Namun, pelaksanaan regulasi tersebut mandek seiring sikap PLN yang enggan menjalankan amanat tersebut. Saat ini, regulasi tersebut kini sedang masuk tahap revisi.
ESDM Diminta Gunakan Regulasi yang Dorong PLTS Atap
Saat ini Permen ESDM Nomor 26 Tahun 2021 yang masih dalam tahap harmonisasi. Herman mengusulkan PLN dan ESDM diminta menggunakan regulasi yang mengatur kapasitas instalasi PLTS atap paling tinggi 65% dari total daya listrik pelanggan rumah tangga maupun industri.

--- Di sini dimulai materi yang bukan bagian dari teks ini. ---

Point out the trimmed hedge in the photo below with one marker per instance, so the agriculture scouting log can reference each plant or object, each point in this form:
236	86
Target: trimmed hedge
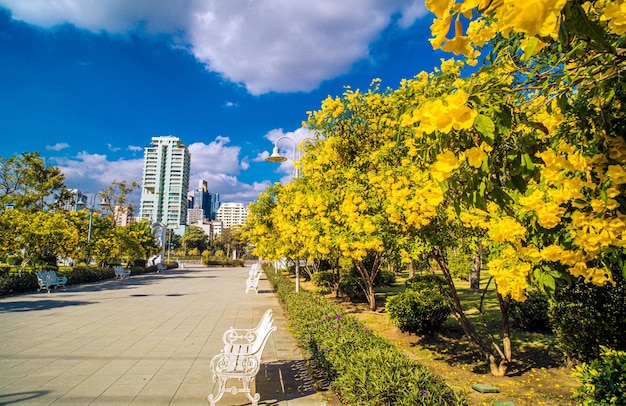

"Supaya PLTS atap ini berjalan, kalau tidak berjalan malah bisa menurunkan persentase EBT karena demand bertambah tapi listrik yang masuk dari pembangkit fosil," ujar Herman.
Pada 31 Agustus 2022, konsorsium dari tiga perusahaan yaitu Electric Power Development Co., Ltd. (J-Power), PT Adaro Power, dan ITOCHU Corporation resmi mengoperasikan proyek PLTU Batang di Jawa Tengah. PLTU dengan kapasitas 2 x 1.000 MW ini menelan investasi US$ 4,2 Miliar.

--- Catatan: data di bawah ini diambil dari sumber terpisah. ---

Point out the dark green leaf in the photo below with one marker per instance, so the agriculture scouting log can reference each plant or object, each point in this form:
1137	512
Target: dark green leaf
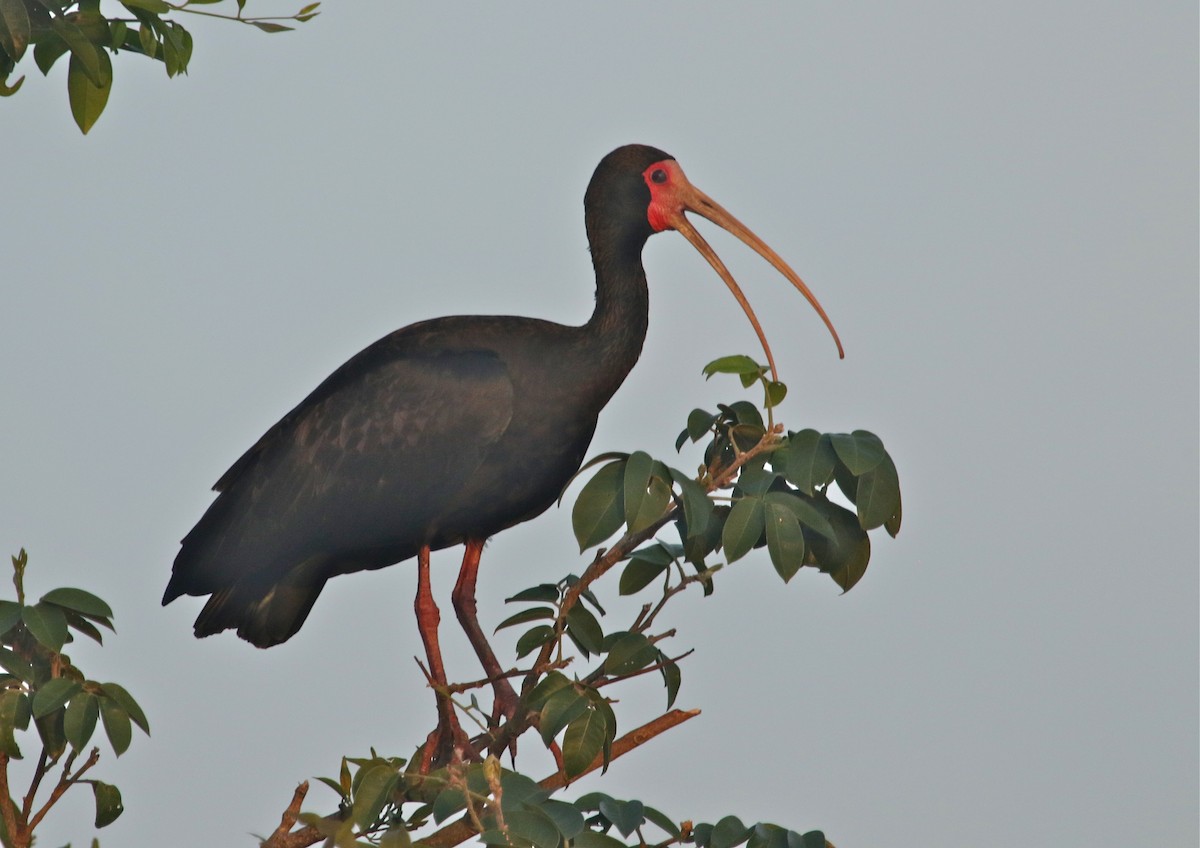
534	827
562	708
117	725
13	704
108	803
583	741
81	601
593	839
13	29
373	792
153	6
547	686
639	573
545	593
743	528
525	617
671	679
696	506
10	614
88	100
861	450
126	702
629	653
53	695
661	821
729	833
585	630
808	459
600	509
79	721
534	638
625	816
47	623
733	365
785	540
879	494
49	731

Lebih lanjut, Herman menilai peningkatan bauran EBT lewat Instalasi PLTS Atap lebih efisien karena hanya membutuhkan atap sebagai media pemasangan. Tidak perlu membuka lahan tambahan seperti pengembangan pembangkit listrik panas bumi (PLTP) maupun pembangkit listrik tenaga air (PLTA).
Namun, pemerintah belum optimal dalam memasifkan pemasangan PLTS atap. ESDM melaporkan realisasi pemasangan PLTS pada 2022 hanya 207,3 megawatt (MW) atau 23,2% dari target tahunan sebesar 893 MW. Selain itu, pemerintah juga menurunkan target instalasi listrik PLTS menjadi 430 MW dari target tahun sebelumnya sejumlah 893 MW.
Alasan pemerintah dan PLN membatasi penggunaan PLTS Atap karena bakal merugikan PLN. Kementerian ESDM menghitung potensi pengurangan pendapatan PLN mencapai 2,1% per tahun jika instalasi PLTS atap mencapai target pemasangan 3,61 GW pada 2025. Nilai itu sekitar Rp 9,5 triliun bila menghitung dari pendapatan PLN pada 2022 besar Rp 455 triliun.
"Gambarannya yaitu dari pengurangan penggunaan energi listrik PLN oleh pelanggan PLTS atap dikali tarif listrik per kWh dalam kurun waktu 1 tahun," kata Direktur Jenderal Energi Baru, Terbarukan dan Konservasi Energi (EBTKE), Dadan Kusdiana, melalui pesan singkat pada Selasa (21/3).